Ibunda Zuki : "Tentu saja berbeda, Zuki... Anak ibu semua sudah besar-besar, tidak perlu ibu mengurus kalian lagi. Rumah ini tidak ada anak-anak kecil sehingga mudah merapikannya. Isterimu tahu mana yang perlu didahulukan, yaitu anakmu. Makanya rumahmu kadang masih berantakan saat kamu pulang. Mungkin saja isterimu masih bau asem karena belum sempat mandi. Itulah yang selalu kamu permasalahkan..." 

Zuki : Tetapi, Bu... Masak untuk merawat dirinya sebentar saja, dia tidak sempat? Padahal, waktu pacaran dulu, dia paling senang ke salon atau pergi luluran...." 

Ibunda Zuki : "Hahahaha... Anakku... anakku... Siapa sich wanita yang tidak ingin tampil menarik dan wangi? Semua wanita pasti senang memanjakan tubuhnya. Tidak ada seorangpun yang akan menolak untuk menyantaikan diri di salon atau spa. Ibu sangat mengerti dengan kerepotan isterimu dalam mengurus anak. Jangankan untuk luluran, sekadar guyuran air sejuk saja, sudah cukup untuk meredakan rasa capek di badan...." 

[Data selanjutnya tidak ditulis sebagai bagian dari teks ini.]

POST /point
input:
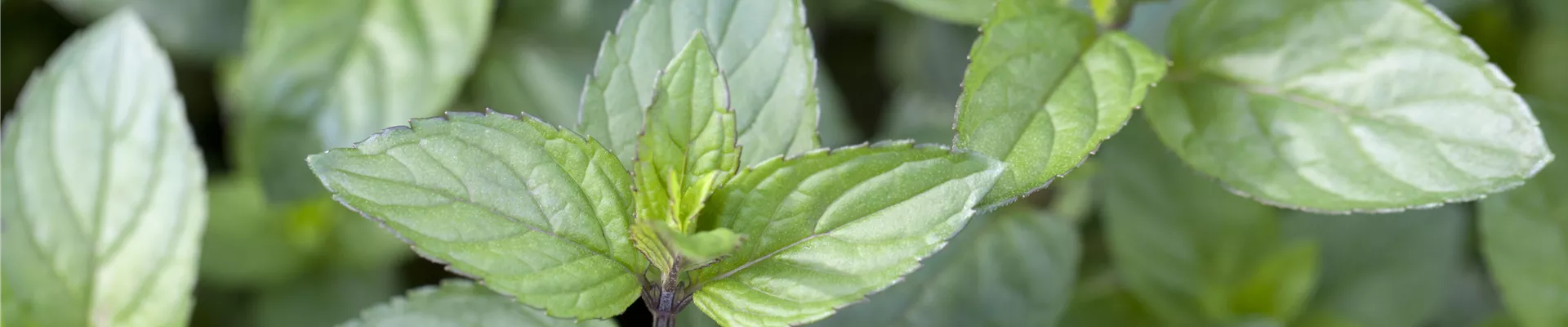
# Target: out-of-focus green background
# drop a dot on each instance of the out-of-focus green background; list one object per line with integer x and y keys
{"x": 886, "y": 74}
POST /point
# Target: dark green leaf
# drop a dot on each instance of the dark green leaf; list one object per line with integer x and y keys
{"x": 1341, "y": 105}
{"x": 830, "y": 226}
{"x": 535, "y": 211}
{"x": 100, "y": 187}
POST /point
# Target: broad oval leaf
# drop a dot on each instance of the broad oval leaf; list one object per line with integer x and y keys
{"x": 100, "y": 187}
{"x": 1012, "y": 267}
{"x": 761, "y": 46}
{"x": 830, "y": 226}
{"x": 1382, "y": 271}
{"x": 460, "y": 304}
{"x": 345, "y": 68}
{"x": 1341, "y": 105}
{"x": 535, "y": 211}
{"x": 1525, "y": 236}
{"x": 1187, "y": 249}
{"x": 1043, "y": 90}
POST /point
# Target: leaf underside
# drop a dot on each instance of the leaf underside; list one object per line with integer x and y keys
{"x": 1363, "y": 105}
{"x": 535, "y": 211}
{"x": 830, "y": 226}
{"x": 100, "y": 187}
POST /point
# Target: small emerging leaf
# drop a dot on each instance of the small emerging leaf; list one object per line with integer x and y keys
{"x": 1360, "y": 105}
{"x": 100, "y": 187}
{"x": 1045, "y": 88}
{"x": 535, "y": 211}
{"x": 460, "y": 304}
{"x": 830, "y": 226}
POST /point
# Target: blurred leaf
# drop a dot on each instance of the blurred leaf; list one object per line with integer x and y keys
{"x": 540, "y": 56}
{"x": 959, "y": 11}
{"x": 1043, "y": 90}
{"x": 1013, "y": 267}
{"x": 347, "y": 69}
{"x": 189, "y": 29}
{"x": 100, "y": 186}
{"x": 323, "y": 299}
{"x": 872, "y": 213}
{"x": 506, "y": 200}
{"x": 1382, "y": 271}
{"x": 763, "y": 49}
{"x": 1184, "y": 245}
{"x": 458, "y": 304}
{"x": 1525, "y": 235}
{"x": 1344, "y": 105}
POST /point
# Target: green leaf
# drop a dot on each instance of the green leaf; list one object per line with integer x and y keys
{"x": 1382, "y": 271}
{"x": 347, "y": 69}
{"x": 959, "y": 11}
{"x": 831, "y": 226}
{"x": 458, "y": 302}
{"x": 687, "y": 145}
{"x": 1341, "y": 105}
{"x": 535, "y": 211}
{"x": 1525, "y": 236}
{"x": 1184, "y": 245}
{"x": 100, "y": 187}
{"x": 1013, "y": 267}
{"x": 1043, "y": 90}
{"x": 761, "y": 46}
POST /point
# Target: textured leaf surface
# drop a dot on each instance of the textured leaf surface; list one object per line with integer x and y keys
{"x": 1043, "y": 92}
{"x": 1013, "y": 267}
{"x": 1341, "y": 105}
{"x": 761, "y": 46}
{"x": 830, "y": 226}
{"x": 1525, "y": 236}
{"x": 687, "y": 145}
{"x": 1186, "y": 247}
{"x": 347, "y": 68}
{"x": 460, "y": 304}
{"x": 100, "y": 187}
{"x": 535, "y": 211}
{"x": 1390, "y": 269}
{"x": 960, "y": 11}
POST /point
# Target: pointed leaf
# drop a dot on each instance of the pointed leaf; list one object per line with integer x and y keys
{"x": 1179, "y": 243}
{"x": 460, "y": 304}
{"x": 1043, "y": 102}
{"x": 345, "y": 68}
{"x": 761, "y": 46}
{"x": 830, "y": 226}
{"x": 1388, "y": 269}
{"x": 1525, "y": 236}
{"x": 100, "y": 187}
{"x": 535, "y": 211}
{"x": 688, "y": 139}
{"x": 1013, "y": 267}
{"x": 1341, "y": 105}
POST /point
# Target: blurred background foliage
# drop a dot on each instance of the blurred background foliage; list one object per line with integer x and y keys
{"x": 1134, "y": 216}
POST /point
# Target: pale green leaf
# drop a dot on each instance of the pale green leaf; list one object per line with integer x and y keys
{"x": 761, "y": 46}
{"x": 830, "y": 226}
{"x": 535, "y": 211}
{"x": 540, "y": 54}
{"x": 460, "y": 304}
{"x": 1341, "y": 105}
{"x": 1184, "y": 245}
{"x": 1525, "y": 236}
{"x": 959, "y": 11}
{"x": 344, "y": 68}
{"x": 1043, "y": 90}
{"x": 687, "y": 145}
{"x": 1382, "y": 271}
{"x": 1012, "y": 267}
{"x": 100, "y": 187}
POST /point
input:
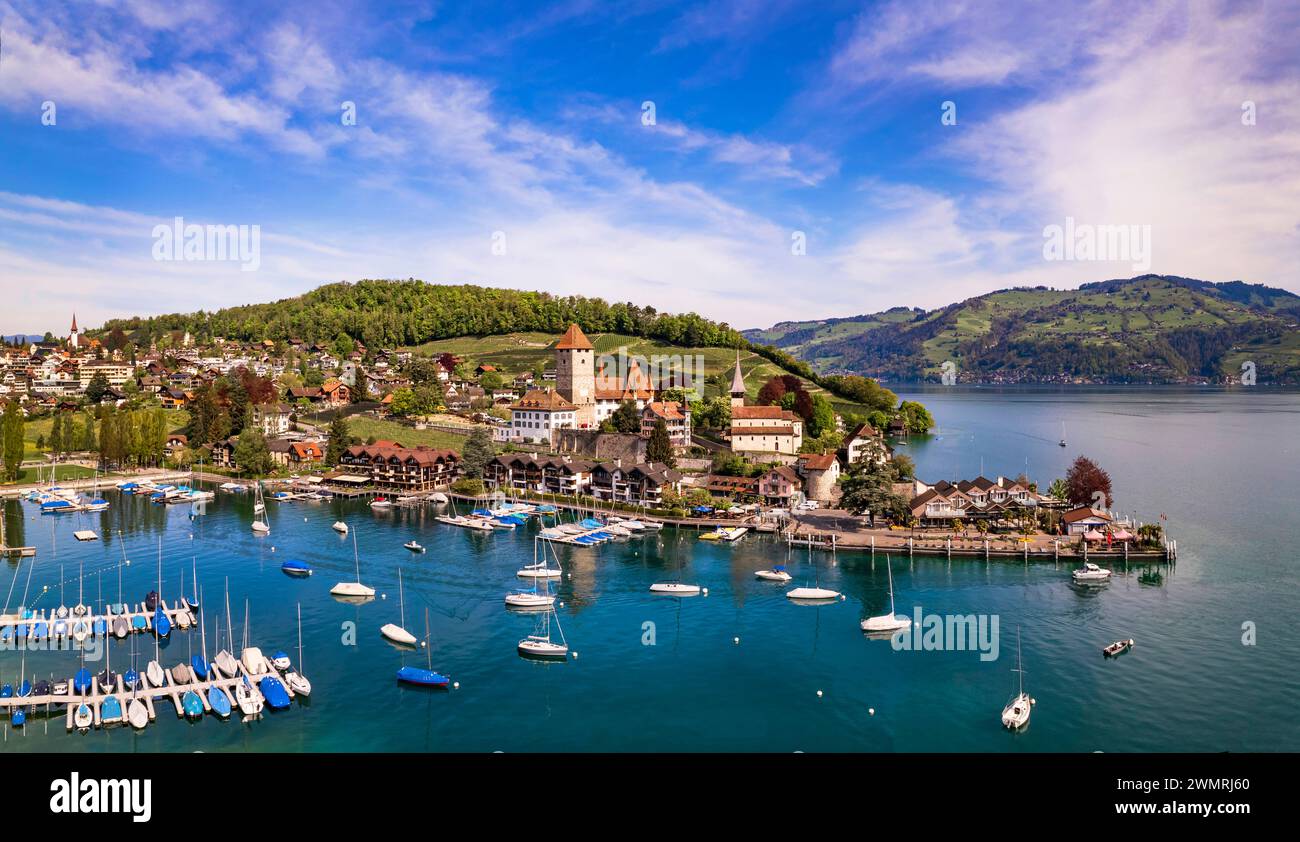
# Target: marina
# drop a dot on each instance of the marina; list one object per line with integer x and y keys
{"x": 707, "y": 675}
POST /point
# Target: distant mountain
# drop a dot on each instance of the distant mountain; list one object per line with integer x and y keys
{"x": 1144, "y": 329}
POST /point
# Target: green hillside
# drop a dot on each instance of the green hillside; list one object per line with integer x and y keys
{"x": 1147, "y": 329}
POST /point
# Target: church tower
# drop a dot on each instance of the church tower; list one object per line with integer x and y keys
{"x": 737, "y": 385}
{"x": 575, "y": 373}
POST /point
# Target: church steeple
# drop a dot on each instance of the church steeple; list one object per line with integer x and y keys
{"x": 737, "y": 385}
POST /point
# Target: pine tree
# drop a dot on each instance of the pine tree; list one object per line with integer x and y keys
{"x": 659, "y": 447}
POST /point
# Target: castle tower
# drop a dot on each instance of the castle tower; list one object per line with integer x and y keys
{"x": 575, "y": 373}
{"x": 737, "y": 385}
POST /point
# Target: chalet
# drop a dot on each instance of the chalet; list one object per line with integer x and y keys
{"x": 390, "y": 465}
{"x": 538, "y": 413}
{"x": 1084, "y": 519}
{"x": 676, "y": 417}
{"x": 865, "y": 442}
{"x": 273, "y": 419}
{"x": 546, "y": 474}
{"x": 819, "y": 474}
{"x": 780, "y": 486}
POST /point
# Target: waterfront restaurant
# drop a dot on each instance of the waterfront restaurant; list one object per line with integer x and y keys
{"x": 390, "y": 465}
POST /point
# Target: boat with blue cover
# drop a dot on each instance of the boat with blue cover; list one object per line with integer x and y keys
{"x": 274, "y": 693}
{"x": 191, "y": 704}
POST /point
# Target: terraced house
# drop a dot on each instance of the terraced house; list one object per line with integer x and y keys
{"x": 390, "y": 465}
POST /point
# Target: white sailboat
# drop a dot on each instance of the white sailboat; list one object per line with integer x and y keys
{"x": 352, "y": 589}
{"x": 1015, "y": 715}
{"x": 532, "y": 598}
{"x": 398, "y": 633}
{"x": 891, "y": 621}
{"x": 540, "y": 643}
{"x": 295, "y": 678}
{"x": 259, "y": 513}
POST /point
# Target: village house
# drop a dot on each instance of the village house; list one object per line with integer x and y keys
{"x": 406, "y": 469}
{"x": 819, "y": 472}
{"x": 676, "y": 417}
{"x": 273, "y": 419}
{"x": 538, "y": 413}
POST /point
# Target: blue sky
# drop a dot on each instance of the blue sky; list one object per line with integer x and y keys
{"x": 523, "y": 124}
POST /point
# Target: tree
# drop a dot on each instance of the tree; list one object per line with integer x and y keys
{"x": 12, "y": 435}
{"x": 477, "y": 452}
{"x": 627, "y": 417}
{"x": 869, "y": 487}
{"x": 659, "y": 447}
{"x": 251, "y": 451}
{"x": 1087, "y": 484}
{"x": 339, "y": 439}
{"x": 96, "y": 387}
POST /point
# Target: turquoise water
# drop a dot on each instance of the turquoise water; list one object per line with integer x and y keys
{"x": 1220, "y": 464}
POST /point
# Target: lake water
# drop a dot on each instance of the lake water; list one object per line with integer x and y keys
{"x": 1221, "y": 465}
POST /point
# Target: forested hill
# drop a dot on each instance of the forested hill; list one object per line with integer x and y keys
{"x": 1145, "y": 329}
{"x": 391, "y": 313}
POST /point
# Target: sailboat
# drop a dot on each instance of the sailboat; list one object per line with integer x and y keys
{"x": 1015, "y": 715}
{"x": 352, "y": 589}
{"x": 398, "y": 633}
{"x": 295, "y": 678}
{"x": 259, "y": 513}
{"x": 817, "y": 593}
{"x": 423, "y": 677}
{"x": 891, "y": 621}
{"x": 532, "y": 598}
{"x": 540, "y": 643}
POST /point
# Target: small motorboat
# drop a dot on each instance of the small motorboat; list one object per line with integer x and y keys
{"x": 675, "y": 589}
{"x": 226, "y": 664}
{"x": 109, "y": 710}
{"x": 137, "y": 714}
{"x": 274, "y": 693}
{"x": 529, "y": 599}
{"x": 254, "y": 662}
{"x": 82, "y": 681}
{"x": 421, "y": 677}
{"x": 1118, "y": 647}
{"x": 1090, "y": 572}
{"x": 813, "y": 594}
{"x": 191, "y": 703}
{"x": 298, "y": 682}
{"x": 219, "y": 702}
{"x": 248, "y": 702}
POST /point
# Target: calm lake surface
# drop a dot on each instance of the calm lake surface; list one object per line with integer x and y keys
{"x": 1222, "y": 464}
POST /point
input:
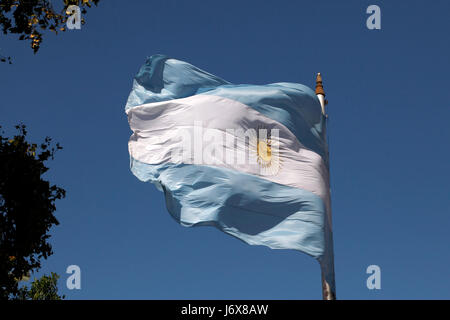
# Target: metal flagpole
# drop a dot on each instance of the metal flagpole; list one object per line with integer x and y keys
{"x": 327, "y": 292}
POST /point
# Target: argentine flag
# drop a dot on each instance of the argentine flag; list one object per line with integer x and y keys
{"x": 250, "y": 160}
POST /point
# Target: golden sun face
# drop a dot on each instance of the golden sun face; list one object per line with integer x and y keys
{"x": 265, "y": 147}
{"x": 264, "y": 151}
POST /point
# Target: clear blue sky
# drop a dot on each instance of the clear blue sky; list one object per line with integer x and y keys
{"x": 389, "y": 107}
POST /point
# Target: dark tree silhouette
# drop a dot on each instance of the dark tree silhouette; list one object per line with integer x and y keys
{"x": 27, "y": 203}
{"x": 29, "y": 19}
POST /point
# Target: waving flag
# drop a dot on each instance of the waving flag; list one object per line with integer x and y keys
{"x": 250, "y": 160}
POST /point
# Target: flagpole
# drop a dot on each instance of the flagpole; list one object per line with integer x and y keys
{"x": 327, "y": 292}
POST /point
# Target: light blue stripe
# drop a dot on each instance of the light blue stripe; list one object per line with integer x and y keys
{"x": 293, "y": 105}
{"x": 253, "y": 209}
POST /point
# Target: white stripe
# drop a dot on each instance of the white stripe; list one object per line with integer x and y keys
{"x": 159, "y": 129}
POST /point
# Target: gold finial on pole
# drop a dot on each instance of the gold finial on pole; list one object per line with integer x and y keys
{"x": 319, "y": 86}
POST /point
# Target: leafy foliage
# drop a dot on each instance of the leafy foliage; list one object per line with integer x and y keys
{"x": 27, "y": 203}
{"x": 30, "y": 18}
{"x": 44, "y": 288}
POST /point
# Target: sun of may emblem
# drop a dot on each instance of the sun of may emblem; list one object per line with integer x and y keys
{"x": 264, "y": 145}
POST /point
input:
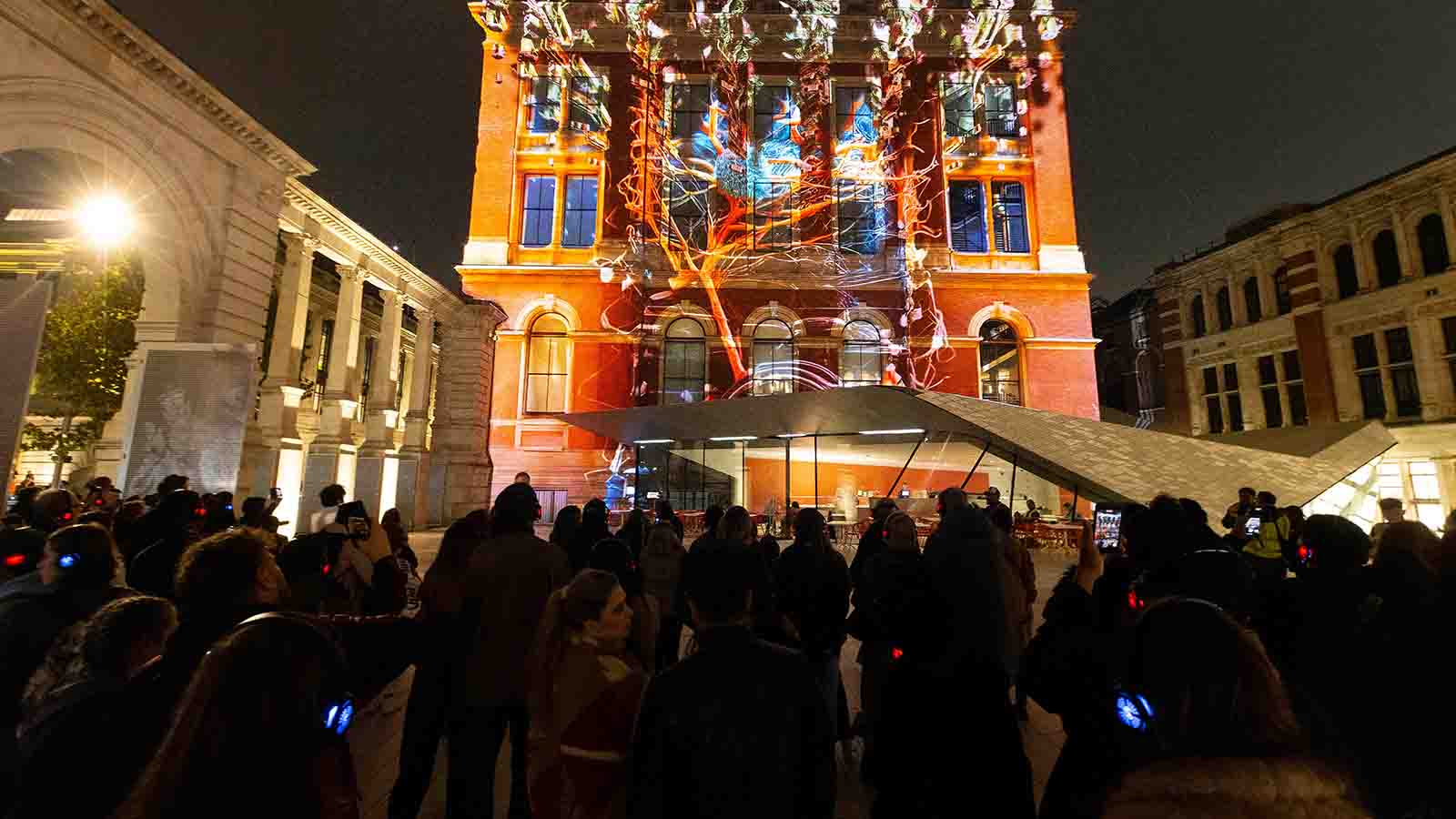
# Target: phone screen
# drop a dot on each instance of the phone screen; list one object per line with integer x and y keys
{"x": 1107, "y": 528}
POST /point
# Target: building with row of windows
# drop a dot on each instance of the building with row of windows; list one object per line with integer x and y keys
{"x": 820, "y": 295}
{"x": 1344, "y": 310}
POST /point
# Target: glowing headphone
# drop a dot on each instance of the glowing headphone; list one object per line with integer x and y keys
{"x": 337, "y": 702}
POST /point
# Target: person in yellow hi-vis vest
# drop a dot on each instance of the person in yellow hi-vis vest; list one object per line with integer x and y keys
{"x": 1267, "y": 531}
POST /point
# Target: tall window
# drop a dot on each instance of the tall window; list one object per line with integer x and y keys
{"x": 1402, "y": 372}
{"x": 967, "y": 216}
{"x": 541, "y": 210}
{"x": 1001, "y": 363}
{"x": 579, "y": 228}
{"x": 1001, "y": 113}
{"x": 1212, "y": 399}
{"x": 545, "y": 104}
{"x": 546, "y": 365}
{"x": 1230, "y": 397}
{"x": 1431, "y": 235}
{"x": 1225, "y": 305}
{"x": 1251, "y": 299}
{"x": 684, "y": 363}
{"x": 1387, "y": 258}
{"x": 859, "y": 361}
{"x": 1346, "y": 278}
{"x": 1009, "y": 208}
{"x": 1368, "y": 372}
{"x": 772, "y": 358}
{"x": 861, "y": 219}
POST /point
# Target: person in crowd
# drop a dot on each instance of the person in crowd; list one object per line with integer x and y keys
{"x": 667, "y": 515}
{"x": 274, "y": 688}
{"x": 1266, "y": 550}
{"x": 75, "y": 579}
{"x": 662, "y": 569}
{"x": 177, "y": 523}
{"x": 632, "y": 532}
{"x": 997, "y": 511}
{"x": 218, "y": 515}
{"x": 812, "y": 591}
{"x": 564, "y": 528}
{"x": 331, "y": 499}
{"x": 584, "y": 700}
{"x": 953, "y": 652}
{"x": 888, "y": 583}
{"x": 1392, "y": 511}
{"x": 711, "y": 516}
{"x": 593, "y": 528}
{"x": 873, "y": 541}
{"x": 641, "y": 643}
{"x": 510, "y": 579}
{"x": 1201, "y": 703}
{"x": 431, "y": 695}
{"x": 79, "y": 703}
{"x": 766, "y": 745}
{"x": 1238, "y": 513}
{"x": 21, "y": 548}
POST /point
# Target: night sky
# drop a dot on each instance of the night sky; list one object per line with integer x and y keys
{"x": 1187, "y": 116}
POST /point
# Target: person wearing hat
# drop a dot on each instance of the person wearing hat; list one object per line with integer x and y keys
{"x": 506, "y": 589}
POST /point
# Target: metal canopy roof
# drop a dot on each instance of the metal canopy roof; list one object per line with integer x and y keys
{"x": 1104, "y": 462}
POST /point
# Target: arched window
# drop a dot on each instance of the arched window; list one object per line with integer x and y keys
{"x": 1001, "y": 363}
{"x": 1346, "y": 278}
{"x": 772, "y": 358}
{"x": 684, "y": 363}
{"x": 1387, "y": 259}
{"x": 1252, "y": 305}
{"x": 1283, "y": 299}
{"x": 1200, "y": 321}
{"x": 859, "y": 361}
{"x": 1431, "y": 235}
{"x": 546, "y": 365}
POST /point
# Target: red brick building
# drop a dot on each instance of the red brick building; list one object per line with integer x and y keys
{"x": 989, "y": 299}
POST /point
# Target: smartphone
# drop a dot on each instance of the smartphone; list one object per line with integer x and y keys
{"x": 1107, "y": 528}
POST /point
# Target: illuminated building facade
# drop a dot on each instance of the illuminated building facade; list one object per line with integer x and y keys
{"x": 688, "y": 203}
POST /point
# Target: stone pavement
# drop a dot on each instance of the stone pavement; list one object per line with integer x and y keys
{"x": 376, "y": 738}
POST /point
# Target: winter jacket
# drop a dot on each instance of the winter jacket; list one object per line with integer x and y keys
{"x": 734, "y": 731}
{"x": 1235, "y": 789}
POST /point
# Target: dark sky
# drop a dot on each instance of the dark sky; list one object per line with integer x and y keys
{"x": 1187, "y": 116}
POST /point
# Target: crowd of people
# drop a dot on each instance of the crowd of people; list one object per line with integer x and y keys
{"x": 1267, "y": 672}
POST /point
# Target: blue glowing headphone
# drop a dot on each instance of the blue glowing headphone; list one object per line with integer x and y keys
{"x": 337, "y": 702}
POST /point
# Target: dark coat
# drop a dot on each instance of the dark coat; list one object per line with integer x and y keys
{"x": 812, "y": 588}
{"x": 737, "y": 729}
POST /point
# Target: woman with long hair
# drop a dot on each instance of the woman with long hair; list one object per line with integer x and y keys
{"x": 584, "y": 700}
{"x": 274, "y": 690}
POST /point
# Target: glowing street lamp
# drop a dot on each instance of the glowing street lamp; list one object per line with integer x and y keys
{"x": 106, "y": 220}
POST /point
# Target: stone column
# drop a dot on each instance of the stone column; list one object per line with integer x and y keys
{"x": 414, "y": 460}
{"x": 460, "y": 455}
{"x": 332, "y": 453}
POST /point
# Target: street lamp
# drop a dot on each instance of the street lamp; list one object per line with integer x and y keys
{"x": 106, "y": 220}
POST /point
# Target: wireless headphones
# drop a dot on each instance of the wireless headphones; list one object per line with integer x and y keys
{"x": 337, "y": 702}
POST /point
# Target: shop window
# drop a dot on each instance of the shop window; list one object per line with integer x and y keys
{"x": 1346, "y": 276}
{"x": 541, "y": 212}
{"x": 1001, "y": 363}
{"x": 859, "y": 361}
{"x": 1387, "y": 259}
{"x": 772, "y": 358}
{"x": 684, "y": 363}
{"x": 1431, "y": 235}
{"x": 546, "y": 365}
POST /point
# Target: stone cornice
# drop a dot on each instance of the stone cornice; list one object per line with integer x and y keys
{"x": 147, "y": 56}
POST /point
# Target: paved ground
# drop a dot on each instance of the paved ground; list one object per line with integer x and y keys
{"x": 1041, "y": 734}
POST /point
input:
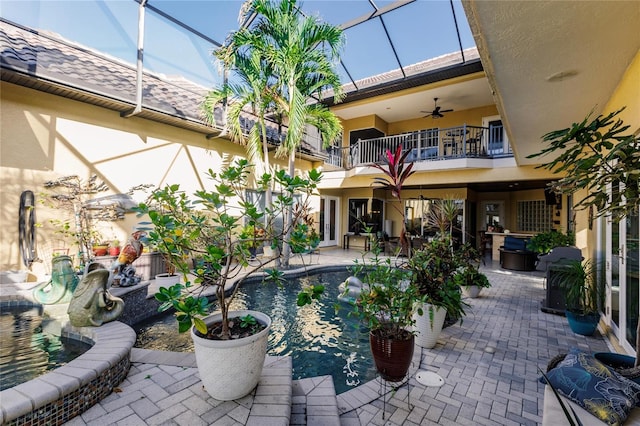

Zuki mulai mengerti dengan maksud ucapan sang ibu yang amat bijaksana. 

Ibunda Zuki : "Anakku... Saat isterimu mengatakan lelah, mengapa kamu tidak mencoba untuk memijitnya atau memanjakannya? Saat isterimu mengeluhkan dirinya sedang capek, sebenarnya dia sedang memancing perhatian darimu. Apalagi ketika si kecil sedang terlelap, isterimu ingin sekali, kamu mendekapnya erat-erat. Bukan malah dicuekin..."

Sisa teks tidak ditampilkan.